An interesting question in an era that has witnessed a 5-fold increase in random horse/human violence. Some authorities attribute it to global warming, others impeach the violent content found on television today.  One researcher even found a connection between random, violent acts and the import of so-called Warmbloods from areas of Europe known to support factions with anarchist tendencies.  Then, there is the economic card -- horses being fed sub-standard oats imported from China and non-organic, generic carrots.
In Chapter 26, 'The Vice Squad,' of his marginally best-selling, overly self-centered and wordy book, the author expounds on his newest theory: "Horses are From Somewhere Else & So are Humans."  Through the use of pie-charts, colorful graphs and secretly recorded interviews with agents of the Humane Society, the author expounds on how horse violence has permeated the nation's conscience and forced many worried horse owners to buy cats.  The issue of criminality in the prosecution of what agents have identified as "socio-pathic hairballs," has gone all the way to America's top court in Washington DC, where just yesterday, the Court handed down its preliminary conclusions.  Here we offer the author's interpretation of that ruling.

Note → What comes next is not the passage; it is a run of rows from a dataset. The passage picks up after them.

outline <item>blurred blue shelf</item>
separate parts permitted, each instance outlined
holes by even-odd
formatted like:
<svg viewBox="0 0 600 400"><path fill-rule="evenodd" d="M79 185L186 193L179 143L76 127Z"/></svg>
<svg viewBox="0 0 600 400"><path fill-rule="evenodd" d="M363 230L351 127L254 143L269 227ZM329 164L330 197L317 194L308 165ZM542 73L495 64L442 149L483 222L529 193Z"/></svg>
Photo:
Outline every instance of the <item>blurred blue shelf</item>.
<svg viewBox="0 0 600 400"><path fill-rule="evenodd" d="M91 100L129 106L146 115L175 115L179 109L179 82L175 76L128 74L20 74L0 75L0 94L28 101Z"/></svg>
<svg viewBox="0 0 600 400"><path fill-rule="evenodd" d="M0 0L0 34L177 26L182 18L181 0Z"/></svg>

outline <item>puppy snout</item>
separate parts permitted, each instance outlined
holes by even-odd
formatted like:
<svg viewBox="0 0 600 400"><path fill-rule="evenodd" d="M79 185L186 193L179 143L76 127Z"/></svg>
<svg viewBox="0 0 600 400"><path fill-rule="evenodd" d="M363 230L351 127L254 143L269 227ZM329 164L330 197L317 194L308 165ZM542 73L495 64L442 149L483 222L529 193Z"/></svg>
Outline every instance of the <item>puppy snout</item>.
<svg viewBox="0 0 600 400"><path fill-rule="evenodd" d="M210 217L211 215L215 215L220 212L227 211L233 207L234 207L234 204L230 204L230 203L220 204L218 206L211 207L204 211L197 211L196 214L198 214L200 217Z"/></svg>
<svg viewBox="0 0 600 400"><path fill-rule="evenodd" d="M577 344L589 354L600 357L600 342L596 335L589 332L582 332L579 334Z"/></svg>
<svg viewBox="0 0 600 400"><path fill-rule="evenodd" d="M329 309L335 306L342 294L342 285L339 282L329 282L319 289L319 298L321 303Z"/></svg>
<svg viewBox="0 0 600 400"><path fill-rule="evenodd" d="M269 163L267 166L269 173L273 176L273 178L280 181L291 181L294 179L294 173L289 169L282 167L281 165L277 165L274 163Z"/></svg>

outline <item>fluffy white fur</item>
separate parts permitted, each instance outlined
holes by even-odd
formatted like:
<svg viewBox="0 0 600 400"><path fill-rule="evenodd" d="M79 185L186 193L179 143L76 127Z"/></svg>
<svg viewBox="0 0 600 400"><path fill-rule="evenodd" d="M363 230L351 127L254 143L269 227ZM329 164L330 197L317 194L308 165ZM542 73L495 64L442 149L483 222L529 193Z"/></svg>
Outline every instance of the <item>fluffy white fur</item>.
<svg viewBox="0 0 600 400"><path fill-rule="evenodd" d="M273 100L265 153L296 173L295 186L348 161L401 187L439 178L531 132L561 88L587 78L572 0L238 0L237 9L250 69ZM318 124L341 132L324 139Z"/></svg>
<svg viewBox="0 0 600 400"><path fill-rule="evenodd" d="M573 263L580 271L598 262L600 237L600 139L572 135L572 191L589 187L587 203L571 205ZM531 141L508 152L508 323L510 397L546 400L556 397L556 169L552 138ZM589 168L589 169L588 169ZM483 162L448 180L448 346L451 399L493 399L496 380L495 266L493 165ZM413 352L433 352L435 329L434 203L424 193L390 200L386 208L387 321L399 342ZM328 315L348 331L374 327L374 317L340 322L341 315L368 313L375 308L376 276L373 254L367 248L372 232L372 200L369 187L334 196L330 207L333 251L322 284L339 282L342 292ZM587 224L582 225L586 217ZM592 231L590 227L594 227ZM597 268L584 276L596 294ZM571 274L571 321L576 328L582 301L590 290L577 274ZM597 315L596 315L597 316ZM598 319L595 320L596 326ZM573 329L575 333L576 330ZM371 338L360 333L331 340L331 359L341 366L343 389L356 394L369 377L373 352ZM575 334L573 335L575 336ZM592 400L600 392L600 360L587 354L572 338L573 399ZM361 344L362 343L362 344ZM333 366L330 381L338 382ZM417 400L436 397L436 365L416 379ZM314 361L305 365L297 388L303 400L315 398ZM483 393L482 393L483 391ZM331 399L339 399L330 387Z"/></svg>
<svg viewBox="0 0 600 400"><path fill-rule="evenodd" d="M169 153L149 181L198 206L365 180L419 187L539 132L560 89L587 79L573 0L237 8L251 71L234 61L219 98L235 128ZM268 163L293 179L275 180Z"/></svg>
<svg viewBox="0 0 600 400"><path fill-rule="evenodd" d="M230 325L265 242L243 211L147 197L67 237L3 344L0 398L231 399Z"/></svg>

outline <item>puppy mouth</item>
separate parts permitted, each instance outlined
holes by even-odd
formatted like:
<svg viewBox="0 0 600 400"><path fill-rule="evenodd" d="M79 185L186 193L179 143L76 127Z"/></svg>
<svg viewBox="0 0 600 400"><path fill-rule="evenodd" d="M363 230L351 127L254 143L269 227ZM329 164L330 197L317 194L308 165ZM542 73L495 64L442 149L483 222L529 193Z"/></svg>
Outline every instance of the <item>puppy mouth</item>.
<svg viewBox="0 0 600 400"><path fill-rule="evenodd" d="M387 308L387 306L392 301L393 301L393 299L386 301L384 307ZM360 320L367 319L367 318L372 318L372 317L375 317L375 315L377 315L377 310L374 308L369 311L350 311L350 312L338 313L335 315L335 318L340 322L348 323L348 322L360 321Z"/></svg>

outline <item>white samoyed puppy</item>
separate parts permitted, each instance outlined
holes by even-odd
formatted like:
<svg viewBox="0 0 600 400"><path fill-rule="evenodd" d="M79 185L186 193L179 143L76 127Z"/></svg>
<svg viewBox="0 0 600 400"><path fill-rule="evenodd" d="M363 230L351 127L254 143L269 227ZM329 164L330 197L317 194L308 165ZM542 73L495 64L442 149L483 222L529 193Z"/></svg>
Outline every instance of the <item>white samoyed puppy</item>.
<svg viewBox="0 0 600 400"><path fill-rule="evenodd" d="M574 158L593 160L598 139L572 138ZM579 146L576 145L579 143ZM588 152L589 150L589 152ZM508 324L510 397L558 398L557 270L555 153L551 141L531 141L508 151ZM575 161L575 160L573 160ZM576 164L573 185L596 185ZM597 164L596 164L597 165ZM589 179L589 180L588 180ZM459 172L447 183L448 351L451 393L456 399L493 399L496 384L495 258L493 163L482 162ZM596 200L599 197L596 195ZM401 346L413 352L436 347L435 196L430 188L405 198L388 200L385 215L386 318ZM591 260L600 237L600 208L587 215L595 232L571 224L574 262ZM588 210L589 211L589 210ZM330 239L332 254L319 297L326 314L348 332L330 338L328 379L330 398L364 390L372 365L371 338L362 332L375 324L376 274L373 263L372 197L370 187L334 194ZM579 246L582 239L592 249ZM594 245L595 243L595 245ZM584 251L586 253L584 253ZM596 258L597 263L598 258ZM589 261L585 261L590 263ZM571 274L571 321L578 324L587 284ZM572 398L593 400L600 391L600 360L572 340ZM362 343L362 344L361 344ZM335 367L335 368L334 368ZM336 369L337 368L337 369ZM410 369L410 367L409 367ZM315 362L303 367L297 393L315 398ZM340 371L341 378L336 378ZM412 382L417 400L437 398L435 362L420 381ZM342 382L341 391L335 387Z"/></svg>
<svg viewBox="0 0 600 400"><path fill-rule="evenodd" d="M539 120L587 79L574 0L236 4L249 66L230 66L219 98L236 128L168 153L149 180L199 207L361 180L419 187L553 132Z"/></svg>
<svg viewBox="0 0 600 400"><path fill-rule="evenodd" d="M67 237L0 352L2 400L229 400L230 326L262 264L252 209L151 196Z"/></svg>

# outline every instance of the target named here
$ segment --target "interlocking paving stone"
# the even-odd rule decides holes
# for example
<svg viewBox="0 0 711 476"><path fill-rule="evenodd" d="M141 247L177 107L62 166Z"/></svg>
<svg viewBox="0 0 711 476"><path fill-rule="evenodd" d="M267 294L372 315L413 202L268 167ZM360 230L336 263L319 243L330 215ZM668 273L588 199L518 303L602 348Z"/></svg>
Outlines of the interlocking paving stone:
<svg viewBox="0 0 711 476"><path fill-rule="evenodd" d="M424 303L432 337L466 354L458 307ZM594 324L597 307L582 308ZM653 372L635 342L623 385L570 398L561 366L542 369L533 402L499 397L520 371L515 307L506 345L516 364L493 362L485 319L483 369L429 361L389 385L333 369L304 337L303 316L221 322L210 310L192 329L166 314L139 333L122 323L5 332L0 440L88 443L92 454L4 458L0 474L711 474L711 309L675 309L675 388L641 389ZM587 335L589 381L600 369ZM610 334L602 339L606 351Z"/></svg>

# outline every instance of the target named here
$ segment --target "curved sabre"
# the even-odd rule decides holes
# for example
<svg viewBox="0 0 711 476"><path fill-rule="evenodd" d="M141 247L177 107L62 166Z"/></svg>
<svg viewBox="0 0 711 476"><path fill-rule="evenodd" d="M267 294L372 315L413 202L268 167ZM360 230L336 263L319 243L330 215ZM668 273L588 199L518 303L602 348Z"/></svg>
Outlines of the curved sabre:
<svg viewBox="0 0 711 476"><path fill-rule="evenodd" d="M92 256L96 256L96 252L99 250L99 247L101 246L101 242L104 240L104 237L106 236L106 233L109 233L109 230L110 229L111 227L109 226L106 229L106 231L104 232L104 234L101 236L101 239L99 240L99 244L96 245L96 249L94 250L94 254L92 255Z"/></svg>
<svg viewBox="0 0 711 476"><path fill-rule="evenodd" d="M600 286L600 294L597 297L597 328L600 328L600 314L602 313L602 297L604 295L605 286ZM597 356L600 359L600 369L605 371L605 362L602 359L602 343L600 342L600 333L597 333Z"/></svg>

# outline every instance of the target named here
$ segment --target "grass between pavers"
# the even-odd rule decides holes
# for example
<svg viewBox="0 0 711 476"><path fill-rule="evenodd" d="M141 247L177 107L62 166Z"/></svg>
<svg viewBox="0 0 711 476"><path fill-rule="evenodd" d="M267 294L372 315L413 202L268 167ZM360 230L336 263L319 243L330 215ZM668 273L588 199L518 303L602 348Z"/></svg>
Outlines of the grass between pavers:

"Currently, horses enjoy an immunity from prosecution based on a ruling by the Supreme Court (2-1 with six abstentions), that basically stated that whoever had the larger brain had 'primary responsibility for getting the hell out of the way.'  This point of jurisprudence was argued on that Biblical definition of horses as "dumb beasts," and apparently, since the Court was stacked with Reagan appointees, nobody wanted to cross-examine God.  As such, the Court decided, most punishment handed down would be limited to frowning, finger-pointing and/or banishment to another stable.  Repeat offenders would just move more often."

So there you have it. Looks like no jail time for these four-legged felons. 


Sunday, December 4, 2011

Horseshoer of Leisure -- Until I Tried to Get a Visa Card


In the banker's office one fine morning.  I was feeling smug.  Too smug.  Thought it was time to get one of those Gold Cards!

     Loan Oifficer:  Strumming through a pamphlet entitled: Adjusted Salary Expectations in Isolated Trades.  "Farmer, framer, ferry boat captain, furrier...you're not a furrier?  Hmm.  Furniture finisher, fraud investigator...well, no farrier.  Just what is a farrier?"

{A lot of conversation omitted here as a cheap commercial teasing device.  My publisher swears by this tactic.}

   As I left his office, I pocketed the booklet on Adjusted Salary Expectations in Isolated Trades.  It was published by the American Banking Information Clearinghouse in Elgin, Illinois.  The loan officer was right, farriers weren't listed.  But if I had applied as a magician, a road-reflector technician, an ice-cream man, or a greeting card author, I would have been issued a card.  There was even a card with a $500 limit for 'people currently incarcerated by the United States government.'  But no farriers.